Je dois bien avouer qu'au lancement de l'installateur, dès qu'ont résonné les premiers accords de guitare de la musique, je me suis laissé envahir par une émotion toute emprunte de nostalgie.



Let's go to click on the mouse and slash the daemons !

Edit : A noter que je n'ai eu aucun problème de connexion aux serveurs Battlenet de tout le WE quelle que fut l'heure.
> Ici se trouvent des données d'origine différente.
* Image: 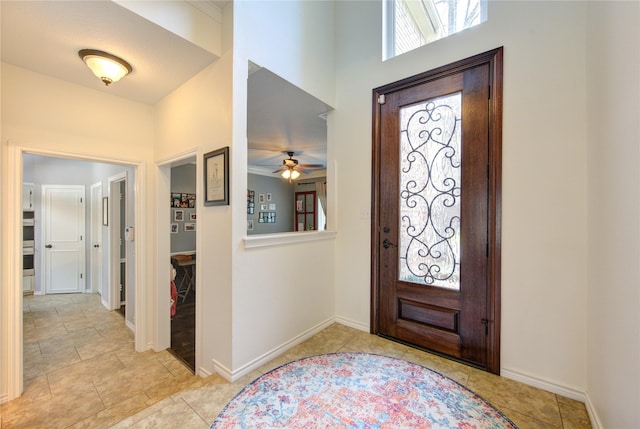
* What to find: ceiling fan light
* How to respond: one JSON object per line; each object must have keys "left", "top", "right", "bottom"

{"left": 291, "top": 170, "right": 301, "bottom": 179}
{"left": 282, "top": 169, "right": 291, "bottom": 179}
{"left": 79, "top": 49, "right": 132, "bottom": 86}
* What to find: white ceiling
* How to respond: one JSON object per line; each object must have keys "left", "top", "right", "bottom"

{"left": 247, "top": 66, "right": 332, "bottom": 174}
{"left": 1, "top": 0, "right": 330, "bottom": 173}
{"left": 1, "top": 0, "right": 218, "bottom": 104}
L'avantage de ce jeu est qu'il tourne de façon tout à faut correcte même sur une vieille bécane (mon portable ayant 3 ans).

mardi 22 mai 2012

The number of the beast

Je relance le concours en offrant un petit cadeau à celui qui me justifiera être le 9 999ème visiteur :-)

Bonne journée

Edit : Félicitations (et merci) à Treps qui a été le 9999ème visiteur du blog ! Voir le commentaire ci-dessous pour recevoir le gain.

lundi 21 mai 2012

Akira

C’est avec plaisir que je me ré découvre la saga du célèbre manga AKIRA.


 Cette œuvre de Katsuhiro Ōtomo date des années 1980, mais c’est toujours un régal de s’y replonger.

AKIRA ce n’est pas n’importe quel manga, c’est un des touts premiers à avoir réussi à s’imposer en France (dans les années 90), et qui aura permis à beaucoup de personnes de ma génération de mettre son premier pied dans l’univers nippon de la bande dessinées.

Pour ceux qui ne connaissent pas, je laisse Wikipédia vous en exposer le synopsis :

Tokyo est détruite par une mystérieuse explosion en décembre 1992  et cela déclenche la Troisième Guerre mondiale, avec la destruction de nombreuses cités par des armes nucléaires.
En 2030, Neo-Tokyo est une mégapole corrompue et sillonnée par des bandes de jeunes motards désœuvrés et drogués. Une nuit, l’un d'eux, Tetsuo, a un accident de moto en essayant d'éviter un étrange garçon qui se trouve sur son chemin. Blessé, Tetsuo est capturé par l’armée japonaise. Il est l’objet de nombreux tests dans le cadre d’un projet militaire ultra secret visant à repérer et former des êtres possédant des prédispositions à des pouvoirs psychiques (télépathie, téléportation, télékinésie, etc.). Les amis de Tetsuo, dont leur chef Kaneda, veulent savoir ce qui lui est arrivé, car quand il s’évade et se retrouve en liberté, il n’est plus le même… Tetsuo teste ses nouveaux pouvoirs et veut s’imposer comme un leader parmi les junkies, ce qui ne plaît pas à tout le monde, en particulier à Kaneda.
En parallèle se nouent des intrigues politiques : l’armée essaye par tous les moyens de continuer le projet en espérant percer le secret de la puissance d’Akira, un enfant doté de pouvoirs psychiques extraordinaires (et de la maîtriser pour s'en servir par la suite), tandis que les politiques ne voient pas l’intérêt de continuer à allouer de l’argent à un projet de plus de 30 ans qui n'a jamais rien rapporté. Le phénomène Akira suscite également l’intérêt d’un mouvement révolutionnaire qui veut se l’approprier à des fins religieuses (Akira serait considéré comme un « sauveur » par ses fidèles). Tetsuo va se retrouver malgré lui au centre d’une lutte entre les révolutionnaires et le pouvoir en place.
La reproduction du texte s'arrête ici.